To evaluate the efficacy of GnRH agonists (GnRH-a) as sole luteal phase support in patients undergoing IVF in antagonist-based cycles compared with standard vaginal P preparations.
Private fertility clinic.
Patients who underwent antagonist-based cycles performed at our clinic between 2009 and 2015.

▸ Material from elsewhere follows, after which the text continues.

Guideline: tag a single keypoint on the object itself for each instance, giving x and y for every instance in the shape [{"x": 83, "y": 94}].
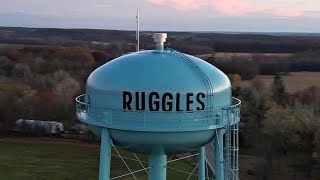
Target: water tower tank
[{"x": 156, "y": 102}]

Intranasal GnRH-a or vaginal P as luteal support.
Main Outcome Measure(s)
Live birth rates.
A total of 2,529 antagonist-based cycles from 1,479 women were available for analysis, in which GnRH-a were used in 1,436 cycles (56.7%) and P supplementation in 1,093 cycles (43.2%). Significantly higher live birth rates were demonstrated for the entire GnRH-a group compared with the P group. This result was even more prominent when women older than 35 years were considered separately. Furthermore, after adjustment for age, body mass index (BMI), past obstetric history, number of IVF cycles, oocyte retrieved and embryos transferred, GnRH-a was still associated with a higher rate of live birth (odds ratio 1.46, 95% confidence interval 1.10–1.94). Once a positive β-hCG was achieved, chemical pregnancy rates (PRs) and miscarriage rates were not statistically different between the GnRH-a and the P supplementation group, and GnRH-a was associated with a higher rate of live births (odds ratio 1.59, 95% confidence interval 1.07–2.36).
This large retrospective study suggests that repeated intranasal GnRH-a for luteal phase support is associated with a higher live birth rate compared with standard P supplementations.